What was most interesting to me from this first reading, was the last few pages in the Epilogue.  Here, Campbell ponders the utility of myth in the modern age.  Rather than try to summarize his point, I’ll just quote a passage that I think summarizes the challenge of the modern hero:

It is not only that there is no hiding place for the gods from the searching telescope and microscope; there is no such society any more as the gods once supported.  The social unit is not a carrier of religious content, but an economic-political organization.  Its ideas are not those of the hieratic pantomime, making visible on earth the forms of heaven, but of the secular state, in hard and unremitting competition for material supremacy and resources.  Isolated societies, dream-bounded within a mythologically charged horizon, no longer exist except as resources to be exploited.  And within the progressive societies themselves, every last vestige of the ancient human heritage of ritual, morality, and art is in full decay.
The problem of mankind today, therefore, is precisely the opposite to that of men in the comparatively stable periods of those great co-ordinating mythologies which are now known as lies.  Then all meaning was in the group, in the great anonymous forms, none in the self-expressive individual; today no meaning is in the group – none in the world; all is in the individual.  But there the meaning is absolutely unconscious.  One does not know toward what one moves.  One does not know by what one is propelled.  The lines of communication between the conscious and unconscious zones of the human psyche have all been cut, and we have been split in two.

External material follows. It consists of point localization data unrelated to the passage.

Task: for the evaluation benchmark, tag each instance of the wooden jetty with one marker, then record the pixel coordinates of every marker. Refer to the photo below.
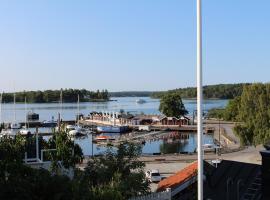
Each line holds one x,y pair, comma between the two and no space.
184,128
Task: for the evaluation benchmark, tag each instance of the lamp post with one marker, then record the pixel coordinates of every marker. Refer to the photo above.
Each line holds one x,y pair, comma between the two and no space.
199,102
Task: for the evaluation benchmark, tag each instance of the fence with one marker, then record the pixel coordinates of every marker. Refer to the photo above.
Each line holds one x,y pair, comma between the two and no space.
166,195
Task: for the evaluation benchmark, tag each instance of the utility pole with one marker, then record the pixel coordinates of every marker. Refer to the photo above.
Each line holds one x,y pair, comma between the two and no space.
199,101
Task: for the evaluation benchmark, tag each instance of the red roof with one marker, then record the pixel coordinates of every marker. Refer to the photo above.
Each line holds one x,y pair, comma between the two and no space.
178,178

The hero deed to be wrought is not today what it was in the century of Galileo.  Where there was darkness, now there is light; but also, where light was, there is now darkness.  The modern hero-deed must be that of questing to bring light again to the lost Atlantis of the co-ordinated soul.

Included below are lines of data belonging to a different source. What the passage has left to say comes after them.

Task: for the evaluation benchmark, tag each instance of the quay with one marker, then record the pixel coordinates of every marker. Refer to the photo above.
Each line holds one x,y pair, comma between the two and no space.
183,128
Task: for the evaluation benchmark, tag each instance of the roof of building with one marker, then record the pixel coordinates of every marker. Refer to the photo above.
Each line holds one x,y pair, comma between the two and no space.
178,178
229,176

I don’t read this a a call to return to the mysticism of the past or as a longing for “the good old days.”  Rather, I think Campbell was pointing out the need for balance (in Hofstadter’s book this is expressed by the idea of the strange loop): the key to understanding the self is in understanding the mankind as a whole and the key to understanding mankind as a whole is understanding the self.

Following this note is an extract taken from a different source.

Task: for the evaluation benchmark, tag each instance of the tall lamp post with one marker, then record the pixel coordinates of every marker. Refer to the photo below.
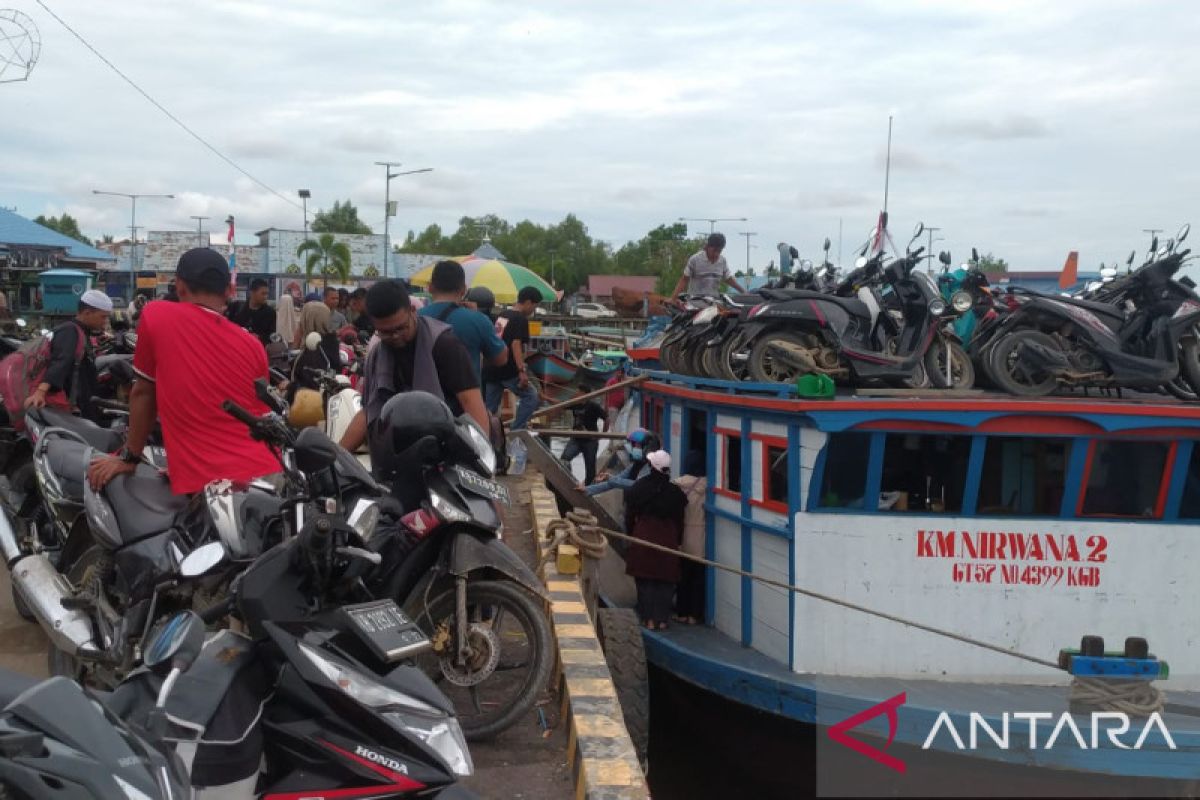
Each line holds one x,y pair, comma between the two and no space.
712,221
133,232
388,212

Since the enlightenment, the human experiment has been focused on eliminating the mysteries of the external world through science.  As a result of this increased understanding of the physical world, the draw to mythology as a means of understanding has diminished.  Campbell seems to think, however, that the monomyth was an attempt to help us understand far more about the way reality works than we can comprehend using our five senses*.  Campbell seems to be calling for a moderation, a return the some center where we acknowledge that there are things that are beyond our understanding.  While that area may seem to decrease as science expands, it will always exist and therefore myth will always have a place to help us understand the way things work.  In the last paragraph I quoted above he is suggesting that the place myth might be most useful today is in understanding the inner world of the self.  That journey certainly requires a hero.


 
* I can hear my objectivist readers yelling “Mystic!” right now.  To be clear: I’m just trying to summarize what I understand Campbell’s ideas to be.  It will take a lot more reflection for me to discern what aspects of his claims are true and which are false.  If you want to help me out with that, the comments section is immediately below ;-).